Certes, mais le remarquable travail effectué alors impose nécessairement au spectateur un certain montage, des durées plus ou moins longues des différents plans etc. Personne aujourd’hui ne peut dire ce qu’aurait été Le Pré de Béjine si Eisenstein avait pu aller au bout de son projet : quelle durée il aurait accordée à chaque plan, quelle dynamique il aurait donné au film, quels procédés (notamment la superposition des plans) il aurait utilisés, comment il aurait intégré le son à son premier film parlant... Tout ce qu’on peut dire, c’est qu’Eisenstein aurait certainement fait évoluer le montage prévu à l’origine. En proposant de découvrir ces images fixes sous forme d’exposition, nous offrons à chaque spectateur la possibilité d’imaginer le film qu’il veut, en lui laissant le choix de donner à chaque plan la durée qui lui sied : nous l’invitons en quelques sorte à se promener dans le film. Une promenade émouvante au milieu d’images d’une force et d’une beauté admirables.
Le film illustre la lutte entre tenants de l’ancien régime agraire
– les « koulaks » – et les partisans d’une agriculture collectiviste dont le kholkoze, on le sait, constitue le mode d’organisation.
Un adolescent, Stepok, transporte avec un vieux kolkhozien le cadavre de sa mère frappée à mort par son père. Celui-ci, en compagnie de koulaks se saoule. Il accuse son fils de l’avoir dénoncé et le menace de mort.
Les koulaks ont réussi à faire brûler le dépôt d’essence. Ils ont trouvé refuge dans l’église. Les kolkhoziens les cernent et les capturent. Ils décident aussi de transformer l’église en « club culturel » : ils la mettent à sac dans un élan de vitalité face aux dorures des objets liturgiques.

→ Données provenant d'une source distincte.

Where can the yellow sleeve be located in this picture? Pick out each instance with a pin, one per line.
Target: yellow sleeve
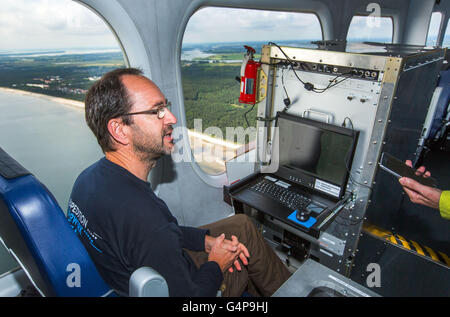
(444, 204)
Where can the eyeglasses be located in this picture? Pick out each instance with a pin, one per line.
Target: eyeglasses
(160, 112)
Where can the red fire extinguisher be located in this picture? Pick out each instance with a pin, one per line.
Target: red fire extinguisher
(249, 72)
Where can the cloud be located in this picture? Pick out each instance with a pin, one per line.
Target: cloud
(227, 24)
(37, 24)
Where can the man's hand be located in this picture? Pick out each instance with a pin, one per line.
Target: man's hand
(418, 193)
(233, 246)
(219, 253)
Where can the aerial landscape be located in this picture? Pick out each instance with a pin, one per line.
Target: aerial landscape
(209, 72)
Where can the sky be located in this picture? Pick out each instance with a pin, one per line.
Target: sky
(53, 24)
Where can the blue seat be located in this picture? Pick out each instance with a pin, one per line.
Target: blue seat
(35, 231)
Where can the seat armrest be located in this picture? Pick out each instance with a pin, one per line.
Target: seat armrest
(146, 282)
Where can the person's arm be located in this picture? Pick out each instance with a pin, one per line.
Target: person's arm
(421, 194)
(444, 204)
(162, 250)
(425, 195)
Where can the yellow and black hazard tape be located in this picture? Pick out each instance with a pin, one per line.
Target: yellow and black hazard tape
(410, 245)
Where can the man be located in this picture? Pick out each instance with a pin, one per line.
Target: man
(124, 225)
(425, 195)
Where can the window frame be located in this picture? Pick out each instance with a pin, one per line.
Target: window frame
(367, 16)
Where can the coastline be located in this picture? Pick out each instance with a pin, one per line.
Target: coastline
(67, 102)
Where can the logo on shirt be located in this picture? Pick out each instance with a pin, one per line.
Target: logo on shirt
(79, 224)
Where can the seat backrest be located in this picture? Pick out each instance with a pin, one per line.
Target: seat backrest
(35, 231)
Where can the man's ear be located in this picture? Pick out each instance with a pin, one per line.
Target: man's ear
(118, 131)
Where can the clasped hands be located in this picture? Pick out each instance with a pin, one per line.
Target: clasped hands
(226, 252)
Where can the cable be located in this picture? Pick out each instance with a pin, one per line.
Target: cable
(245, 115)
(287, 100)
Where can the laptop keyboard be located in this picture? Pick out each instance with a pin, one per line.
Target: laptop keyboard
(281, 194)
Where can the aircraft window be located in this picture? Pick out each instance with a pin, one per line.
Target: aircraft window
(370, 29)
(212, 53)
(433, 29)
(51, 52)
(446, 42)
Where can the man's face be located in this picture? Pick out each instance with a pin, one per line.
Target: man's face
(151, 136)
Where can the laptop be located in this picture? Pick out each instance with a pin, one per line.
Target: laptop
(308, 188)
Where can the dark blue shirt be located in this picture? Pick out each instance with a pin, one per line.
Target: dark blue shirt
(125, 226)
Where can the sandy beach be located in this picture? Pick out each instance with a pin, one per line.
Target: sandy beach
(67, 102)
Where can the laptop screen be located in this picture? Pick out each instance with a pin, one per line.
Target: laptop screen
(313, 149)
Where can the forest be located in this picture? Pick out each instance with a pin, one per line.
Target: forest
(210, 89)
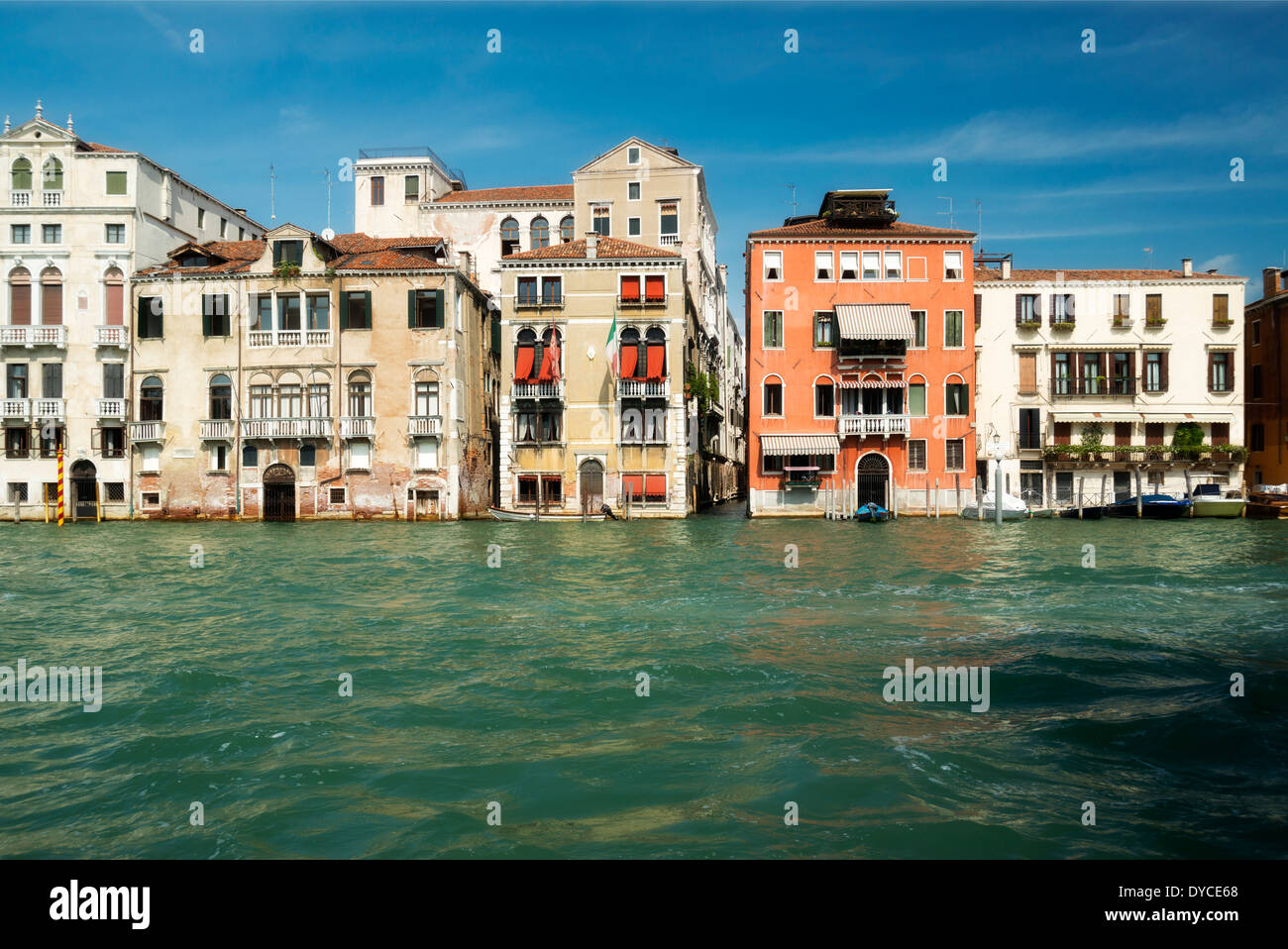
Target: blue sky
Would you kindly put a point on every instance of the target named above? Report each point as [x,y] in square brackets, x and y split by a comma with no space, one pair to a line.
[1080,159]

Les adolescents gardent la nuit les chevaux et les champs du kolkhoze. Une caravane de tracteurs avance. Des incendiaires et le père de Stepok s’apprêtent à les attaquer.

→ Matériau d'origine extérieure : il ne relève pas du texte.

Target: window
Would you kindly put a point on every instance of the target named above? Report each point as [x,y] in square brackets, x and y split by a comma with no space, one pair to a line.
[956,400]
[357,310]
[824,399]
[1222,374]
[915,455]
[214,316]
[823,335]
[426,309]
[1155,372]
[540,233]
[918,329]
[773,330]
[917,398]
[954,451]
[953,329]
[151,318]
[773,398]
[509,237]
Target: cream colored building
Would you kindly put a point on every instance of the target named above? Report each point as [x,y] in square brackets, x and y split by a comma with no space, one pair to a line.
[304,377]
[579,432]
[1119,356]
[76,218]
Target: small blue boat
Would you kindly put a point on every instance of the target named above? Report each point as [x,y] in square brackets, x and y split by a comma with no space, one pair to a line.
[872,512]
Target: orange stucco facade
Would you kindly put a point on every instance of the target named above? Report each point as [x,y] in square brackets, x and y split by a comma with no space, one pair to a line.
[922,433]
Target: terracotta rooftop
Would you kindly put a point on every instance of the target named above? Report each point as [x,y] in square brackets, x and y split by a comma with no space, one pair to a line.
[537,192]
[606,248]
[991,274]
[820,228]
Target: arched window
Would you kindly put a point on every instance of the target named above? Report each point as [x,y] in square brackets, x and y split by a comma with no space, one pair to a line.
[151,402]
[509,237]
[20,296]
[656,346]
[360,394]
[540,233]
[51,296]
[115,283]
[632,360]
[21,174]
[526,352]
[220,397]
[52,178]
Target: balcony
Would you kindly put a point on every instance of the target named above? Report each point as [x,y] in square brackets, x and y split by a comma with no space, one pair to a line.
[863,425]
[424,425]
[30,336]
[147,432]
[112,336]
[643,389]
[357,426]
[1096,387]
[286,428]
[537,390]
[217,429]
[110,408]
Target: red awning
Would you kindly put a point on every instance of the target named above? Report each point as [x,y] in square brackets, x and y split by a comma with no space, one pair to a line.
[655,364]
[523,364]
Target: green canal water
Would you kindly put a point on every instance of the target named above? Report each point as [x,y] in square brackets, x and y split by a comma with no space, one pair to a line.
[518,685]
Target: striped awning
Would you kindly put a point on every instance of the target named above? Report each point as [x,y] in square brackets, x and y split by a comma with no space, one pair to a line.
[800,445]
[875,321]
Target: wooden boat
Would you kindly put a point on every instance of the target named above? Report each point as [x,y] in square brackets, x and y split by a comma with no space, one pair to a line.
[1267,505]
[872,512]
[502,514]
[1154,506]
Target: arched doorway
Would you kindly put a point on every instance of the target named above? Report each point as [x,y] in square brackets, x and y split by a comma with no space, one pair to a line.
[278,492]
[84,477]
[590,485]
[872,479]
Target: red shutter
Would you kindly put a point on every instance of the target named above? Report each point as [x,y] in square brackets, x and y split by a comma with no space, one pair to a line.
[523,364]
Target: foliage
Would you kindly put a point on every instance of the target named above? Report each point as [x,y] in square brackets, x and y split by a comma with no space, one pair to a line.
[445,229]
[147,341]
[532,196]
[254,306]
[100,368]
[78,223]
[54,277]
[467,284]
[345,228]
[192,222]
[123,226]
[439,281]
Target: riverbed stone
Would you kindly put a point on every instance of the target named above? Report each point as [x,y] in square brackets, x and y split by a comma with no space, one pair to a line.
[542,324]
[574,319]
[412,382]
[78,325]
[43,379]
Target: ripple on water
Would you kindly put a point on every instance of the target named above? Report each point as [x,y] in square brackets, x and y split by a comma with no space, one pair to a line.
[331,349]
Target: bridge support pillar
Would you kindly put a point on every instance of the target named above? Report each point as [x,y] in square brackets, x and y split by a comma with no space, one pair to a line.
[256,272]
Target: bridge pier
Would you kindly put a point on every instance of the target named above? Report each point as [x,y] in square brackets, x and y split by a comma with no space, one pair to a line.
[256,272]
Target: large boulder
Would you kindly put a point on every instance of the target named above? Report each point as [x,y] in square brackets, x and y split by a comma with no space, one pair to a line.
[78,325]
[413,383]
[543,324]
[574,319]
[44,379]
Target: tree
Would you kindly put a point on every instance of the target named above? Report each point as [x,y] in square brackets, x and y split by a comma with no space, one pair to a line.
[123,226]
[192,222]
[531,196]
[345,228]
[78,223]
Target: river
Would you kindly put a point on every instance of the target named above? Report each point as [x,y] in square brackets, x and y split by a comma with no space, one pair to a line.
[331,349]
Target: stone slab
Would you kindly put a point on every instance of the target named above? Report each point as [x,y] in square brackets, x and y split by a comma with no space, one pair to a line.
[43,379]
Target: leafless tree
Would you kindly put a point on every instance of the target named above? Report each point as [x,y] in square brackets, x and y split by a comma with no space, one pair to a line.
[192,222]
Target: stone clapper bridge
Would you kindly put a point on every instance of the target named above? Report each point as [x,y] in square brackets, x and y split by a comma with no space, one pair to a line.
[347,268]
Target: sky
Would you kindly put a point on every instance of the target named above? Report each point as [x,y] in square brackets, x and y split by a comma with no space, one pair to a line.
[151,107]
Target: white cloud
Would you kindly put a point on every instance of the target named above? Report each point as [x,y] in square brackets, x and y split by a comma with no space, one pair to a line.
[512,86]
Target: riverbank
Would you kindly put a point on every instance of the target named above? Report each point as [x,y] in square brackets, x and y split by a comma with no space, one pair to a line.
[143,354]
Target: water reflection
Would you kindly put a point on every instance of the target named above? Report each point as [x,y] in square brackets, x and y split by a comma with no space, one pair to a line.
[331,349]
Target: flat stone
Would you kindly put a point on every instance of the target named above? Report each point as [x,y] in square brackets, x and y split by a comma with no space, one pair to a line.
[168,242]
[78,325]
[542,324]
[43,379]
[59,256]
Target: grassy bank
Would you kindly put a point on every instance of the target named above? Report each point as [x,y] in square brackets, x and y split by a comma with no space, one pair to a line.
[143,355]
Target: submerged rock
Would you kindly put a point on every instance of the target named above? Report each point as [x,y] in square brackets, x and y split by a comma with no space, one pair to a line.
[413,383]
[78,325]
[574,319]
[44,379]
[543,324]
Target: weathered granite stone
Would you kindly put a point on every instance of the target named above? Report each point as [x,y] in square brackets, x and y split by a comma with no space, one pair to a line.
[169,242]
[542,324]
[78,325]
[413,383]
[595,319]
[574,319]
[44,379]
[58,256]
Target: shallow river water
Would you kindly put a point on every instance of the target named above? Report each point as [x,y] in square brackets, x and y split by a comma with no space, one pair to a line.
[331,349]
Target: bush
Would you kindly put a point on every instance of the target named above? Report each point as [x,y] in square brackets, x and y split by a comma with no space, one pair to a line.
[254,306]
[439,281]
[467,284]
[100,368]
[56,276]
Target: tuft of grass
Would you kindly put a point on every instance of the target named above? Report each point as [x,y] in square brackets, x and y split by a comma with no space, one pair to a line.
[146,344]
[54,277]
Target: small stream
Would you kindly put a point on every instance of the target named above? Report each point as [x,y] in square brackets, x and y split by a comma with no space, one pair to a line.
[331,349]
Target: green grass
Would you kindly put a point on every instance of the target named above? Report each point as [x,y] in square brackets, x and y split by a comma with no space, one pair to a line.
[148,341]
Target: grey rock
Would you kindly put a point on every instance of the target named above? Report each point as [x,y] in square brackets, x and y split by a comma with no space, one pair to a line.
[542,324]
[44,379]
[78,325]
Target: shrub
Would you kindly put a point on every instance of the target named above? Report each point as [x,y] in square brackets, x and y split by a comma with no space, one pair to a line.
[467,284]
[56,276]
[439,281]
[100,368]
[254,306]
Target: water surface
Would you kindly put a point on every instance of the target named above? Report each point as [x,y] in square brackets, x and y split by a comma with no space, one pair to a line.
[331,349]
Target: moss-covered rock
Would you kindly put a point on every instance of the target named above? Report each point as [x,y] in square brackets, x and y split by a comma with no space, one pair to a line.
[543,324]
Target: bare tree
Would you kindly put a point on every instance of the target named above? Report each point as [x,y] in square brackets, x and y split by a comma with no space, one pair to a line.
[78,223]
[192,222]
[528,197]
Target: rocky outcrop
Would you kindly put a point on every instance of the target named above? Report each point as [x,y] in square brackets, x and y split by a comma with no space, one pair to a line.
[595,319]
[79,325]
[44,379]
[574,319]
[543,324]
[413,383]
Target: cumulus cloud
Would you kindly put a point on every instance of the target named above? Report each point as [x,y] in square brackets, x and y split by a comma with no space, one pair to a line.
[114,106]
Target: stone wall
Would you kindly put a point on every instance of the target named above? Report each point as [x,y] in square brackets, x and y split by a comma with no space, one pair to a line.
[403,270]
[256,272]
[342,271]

Dans l’embuscade, Stepok est tué par son propre père. Le corps de l’adolescent est porté par ses compagnons comme en un triomphe antique où le martyr témoignerait de la gloire et de la victoire du socialisme sur les forces réactionnaires de la campagne russe.

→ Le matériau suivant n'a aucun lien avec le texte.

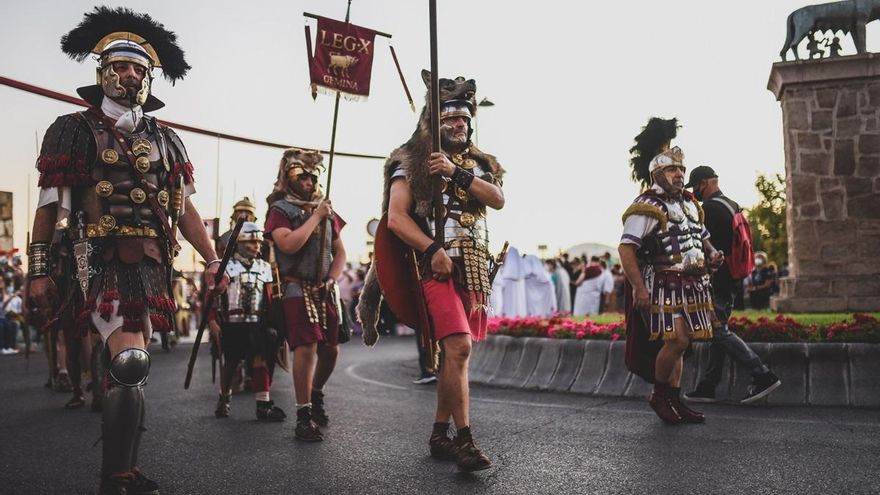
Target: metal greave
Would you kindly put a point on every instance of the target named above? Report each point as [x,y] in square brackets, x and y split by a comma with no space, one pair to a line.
[121,427]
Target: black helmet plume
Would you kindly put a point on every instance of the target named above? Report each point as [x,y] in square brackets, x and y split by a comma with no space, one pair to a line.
[649,143]
[83,39]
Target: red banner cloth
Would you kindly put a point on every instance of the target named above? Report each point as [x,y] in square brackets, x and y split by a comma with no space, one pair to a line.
[343,58]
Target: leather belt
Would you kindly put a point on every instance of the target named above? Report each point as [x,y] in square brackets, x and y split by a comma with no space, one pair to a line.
[94,230]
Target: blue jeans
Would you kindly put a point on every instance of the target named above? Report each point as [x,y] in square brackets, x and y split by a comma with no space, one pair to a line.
[8,333]
[725,342]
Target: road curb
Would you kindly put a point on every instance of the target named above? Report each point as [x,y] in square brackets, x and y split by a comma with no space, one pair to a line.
[822,374]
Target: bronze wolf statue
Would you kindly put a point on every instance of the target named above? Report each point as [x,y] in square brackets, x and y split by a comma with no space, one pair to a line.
[849,16]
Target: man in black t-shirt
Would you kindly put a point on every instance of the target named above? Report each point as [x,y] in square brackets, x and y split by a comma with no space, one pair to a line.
[719,211]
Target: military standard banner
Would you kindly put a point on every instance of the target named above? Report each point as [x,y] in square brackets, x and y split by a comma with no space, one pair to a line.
[343,58]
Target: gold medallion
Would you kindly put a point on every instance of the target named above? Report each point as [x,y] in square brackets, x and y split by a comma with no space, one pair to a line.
[107,222]
[142,164]
[467,219]
[104,188]
[141,146]
[109,156]
[138,195]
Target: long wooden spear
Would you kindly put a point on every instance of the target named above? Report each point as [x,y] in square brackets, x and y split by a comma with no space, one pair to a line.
[439,213]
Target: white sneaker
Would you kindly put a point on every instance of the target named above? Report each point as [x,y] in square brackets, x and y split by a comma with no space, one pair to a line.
[425,380]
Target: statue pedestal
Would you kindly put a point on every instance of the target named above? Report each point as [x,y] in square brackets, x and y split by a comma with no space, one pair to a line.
[831,127]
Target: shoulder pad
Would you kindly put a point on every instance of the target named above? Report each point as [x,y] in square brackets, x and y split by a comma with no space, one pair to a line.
[289,209]
[67,153]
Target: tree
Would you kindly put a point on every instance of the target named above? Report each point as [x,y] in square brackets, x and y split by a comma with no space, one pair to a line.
[767,219]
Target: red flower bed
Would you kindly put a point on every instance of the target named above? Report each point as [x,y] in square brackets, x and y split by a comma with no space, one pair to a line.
[556,327]
[782,328]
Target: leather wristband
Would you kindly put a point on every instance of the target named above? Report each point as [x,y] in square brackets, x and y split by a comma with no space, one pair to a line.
[433,248]
[463,178]
[38,260]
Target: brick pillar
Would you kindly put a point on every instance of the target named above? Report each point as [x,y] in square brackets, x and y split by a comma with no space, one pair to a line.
[831,128]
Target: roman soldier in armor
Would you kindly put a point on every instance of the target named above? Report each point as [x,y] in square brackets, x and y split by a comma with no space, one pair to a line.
[310,256]
[242,208]
[115,185]
[244,334]
[667,258]
[454,276]
[247,209]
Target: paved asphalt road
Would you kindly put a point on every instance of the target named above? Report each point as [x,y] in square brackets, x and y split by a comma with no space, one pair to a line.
[377,441]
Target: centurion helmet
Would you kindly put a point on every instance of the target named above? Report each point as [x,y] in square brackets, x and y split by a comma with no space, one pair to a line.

Le Pré de Béjine (Bejin lug)
Réalisation : Serguei Mikhaïlovitch Eisenstein
Scénario : Alexandre Rjechevsky
Photographie : Édouard Tissé
Interprétation : Vitia Kartachov (Stépok), Boris Zakhava (le père de Stépok), Éléna Télécheva (Prascovie, présidente du kolkhoze), Erast Garine (son mari), Nikolaï Okhlopkov (un paysan).
Dans la deuxième version, le rôle du père de Stépok fut confié à Nikolaï Khemelev.
Tournage effectué de mai 1935 à avril 1936 (première version) et d’août 1936 à mars 1937 (deuxième version).